Reputation: 563
I have a variable list of files in a directory and I have different threads in Java to process them. The threads are variable depending upon the current processor
int numberOfThreads=Runtime.getRuntime().availableProcessors();
File[] inputFilesArr=currentDirectory.listFiles();
How do I split the files uniformly across threads? If I do simple math like
int filesPerThread=inputFilesArr.length/numberOfThreads
then I might end up missing some files if the inputFilesArr.length
and numberOfThreads
are not exactly divisible by each other. What is an efficient way of doing this so that the partition and load across all the threads are uniform?
Upvotes: 0
Views: 1568
Reputation: 136002
If you are dealing with I/O even with one processor multiple threads can work in parallel, because while one thread is waiting on read(byte[]) processor can run another thread.

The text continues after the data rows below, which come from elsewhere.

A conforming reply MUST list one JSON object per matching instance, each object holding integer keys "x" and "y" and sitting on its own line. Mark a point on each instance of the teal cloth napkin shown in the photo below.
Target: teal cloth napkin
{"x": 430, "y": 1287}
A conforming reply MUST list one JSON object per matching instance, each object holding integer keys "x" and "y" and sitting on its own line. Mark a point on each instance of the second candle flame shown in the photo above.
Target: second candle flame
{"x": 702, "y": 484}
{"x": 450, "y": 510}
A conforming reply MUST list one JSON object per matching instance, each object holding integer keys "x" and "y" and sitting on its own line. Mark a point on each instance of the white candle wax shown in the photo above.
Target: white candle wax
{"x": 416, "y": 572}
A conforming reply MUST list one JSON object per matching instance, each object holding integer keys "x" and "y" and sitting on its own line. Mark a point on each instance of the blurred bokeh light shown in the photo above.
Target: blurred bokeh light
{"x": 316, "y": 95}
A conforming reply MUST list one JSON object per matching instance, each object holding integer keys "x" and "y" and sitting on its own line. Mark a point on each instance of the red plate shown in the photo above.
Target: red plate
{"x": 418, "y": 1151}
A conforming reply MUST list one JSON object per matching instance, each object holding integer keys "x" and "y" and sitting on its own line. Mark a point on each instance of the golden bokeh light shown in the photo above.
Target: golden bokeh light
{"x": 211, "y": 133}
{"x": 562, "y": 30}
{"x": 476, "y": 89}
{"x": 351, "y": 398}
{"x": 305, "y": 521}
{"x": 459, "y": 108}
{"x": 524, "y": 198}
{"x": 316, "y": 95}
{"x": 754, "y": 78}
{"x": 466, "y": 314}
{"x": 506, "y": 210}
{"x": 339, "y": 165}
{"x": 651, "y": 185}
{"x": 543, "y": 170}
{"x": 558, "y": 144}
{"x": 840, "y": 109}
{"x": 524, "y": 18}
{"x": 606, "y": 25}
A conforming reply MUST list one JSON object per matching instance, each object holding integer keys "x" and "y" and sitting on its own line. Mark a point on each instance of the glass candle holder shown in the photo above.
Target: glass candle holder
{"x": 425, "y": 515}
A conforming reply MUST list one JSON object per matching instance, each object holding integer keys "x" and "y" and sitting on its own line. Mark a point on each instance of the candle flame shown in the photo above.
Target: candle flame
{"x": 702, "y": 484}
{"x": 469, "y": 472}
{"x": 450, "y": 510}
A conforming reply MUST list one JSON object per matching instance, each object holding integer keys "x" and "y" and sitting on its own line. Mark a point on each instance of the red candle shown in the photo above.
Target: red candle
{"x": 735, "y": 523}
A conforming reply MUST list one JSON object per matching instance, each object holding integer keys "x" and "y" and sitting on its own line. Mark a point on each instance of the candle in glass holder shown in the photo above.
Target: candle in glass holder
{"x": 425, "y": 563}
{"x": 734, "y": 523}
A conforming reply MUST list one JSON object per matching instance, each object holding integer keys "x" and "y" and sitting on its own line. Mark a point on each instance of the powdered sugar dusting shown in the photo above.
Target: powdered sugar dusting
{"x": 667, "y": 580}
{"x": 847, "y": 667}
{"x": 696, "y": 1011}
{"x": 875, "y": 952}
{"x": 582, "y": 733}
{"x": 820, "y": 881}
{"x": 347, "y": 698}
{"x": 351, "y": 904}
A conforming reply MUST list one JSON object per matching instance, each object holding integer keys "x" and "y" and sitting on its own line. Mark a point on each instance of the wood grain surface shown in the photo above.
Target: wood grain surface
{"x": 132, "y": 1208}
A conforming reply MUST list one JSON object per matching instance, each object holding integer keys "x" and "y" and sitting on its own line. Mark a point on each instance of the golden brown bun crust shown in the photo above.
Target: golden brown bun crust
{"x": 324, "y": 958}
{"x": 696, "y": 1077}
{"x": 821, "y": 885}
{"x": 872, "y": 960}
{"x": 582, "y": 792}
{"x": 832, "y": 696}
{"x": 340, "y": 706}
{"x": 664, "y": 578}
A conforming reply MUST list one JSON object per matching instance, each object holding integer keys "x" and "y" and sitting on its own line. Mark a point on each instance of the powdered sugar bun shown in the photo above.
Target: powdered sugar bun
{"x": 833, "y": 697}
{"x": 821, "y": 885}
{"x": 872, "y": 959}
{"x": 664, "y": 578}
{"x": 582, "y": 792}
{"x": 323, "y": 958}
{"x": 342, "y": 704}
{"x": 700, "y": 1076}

Anyway, this is my solution
int nThreads = 2;
File[] files = new File[9];
int filesPerThread = files.length / nThreads;
class Task extends Thread {
List<File> list = new ArrayList<>();
// implement run here
}
Task task = new Task();
List<Task> tasks = new ArrayList<>();
tasks.add(task);
for (int i = 0; i < files.length; i++) {
if (task.list.size() == filesPerThread && files.length - i >= filesPerThread) {
task = new Task();
tasks.add(task);
}
task.list.add(files[i]);
}
for(Task t : tasks) {
System.out.println(t.list.size());
}
prints 4 5
Note that it will create 3 threads if you have 3 files and 5 processors
Upvotes: 0
Reputation: 17893
Here is another take on this problem:
ThreaPoolExecutor
. Here is an example. Here I made an assumption that each file to be processed is independent of each other and its not required that a certain bunch of files to be processed by a single thread.
Upvotes: 2
Reputation: 11280
The Producer Consumer pattern will solve this gracefully. Have one producer (the main thread) put all the files on a bound blocking queue (see BlockingQueue). Then have a number of worker threads take a file from the queue and process it.
The work (rather than the files) will be uniformly distributed over threads, since threads that are done processing one file, come ask for the next file to process. This avoids the possible problem that one thread gets assigned only large files to process, and other threads get only small files to process.
Upvotes: 1
Reputation: 7854
you can try to get the range (index of start and end in inputFilesArr) of files per thread:
if (inputFilesArr.length < numberOfThreads)
numberOfThreads = inputFilesArr.length;
int[][] filesRangePerThread = getFilesRangePerThread(inputFilesArr.length, numberOfThreads);
and
private static int[][] getFilesRangePerThread(int filesCount, int threadsCount)
{
int[][] filesRangePerThread = new int[threadsCount][2];
if (threadsCount > 1)
{
float odtRangeIncrementFactor = (float) filesCount / threadsCount;
float lastEndIndexSet = odtRangeIncrementFactor - 1;
int rangeStartIndex = 0;
int rangeEndIndex = Math.round(lastEndIndexSet);
filesRangePerThread[0] = new int[] { rangeStartIndex, rangeEndIndex };
for (int processCounter = 1; processCounter < threadsCount; processCounter++)
{
rangeStartIndex = rangeEndIndex + 1;
lastEndIndexSet += odtRangeIncrementFactor;
rangeEndIndex = Math.round(lastEndIndexSet);
filesRangePerThread[processCounter] = new int[] { rangeStartIndex, rangeEndIndex };
}
}
else
{
filesRangePerThread[0] = new int[] { 0, filesCount - 1 };
}
return filesRangePerThread;
}
Upvotes: 0
Reputation: 2132
You can use round robin algorithm for most optimal distribution. Here is the pseudocode:
ProcessThread t[] = new ProcessThread[Number of Cores];
int i = 0;
foreach(File f in files)
{
t[i++ % t.length].queueForProcessing(f);
}
foreach(Thread tt in t)
{
tt.join();
}
Upvotes: 1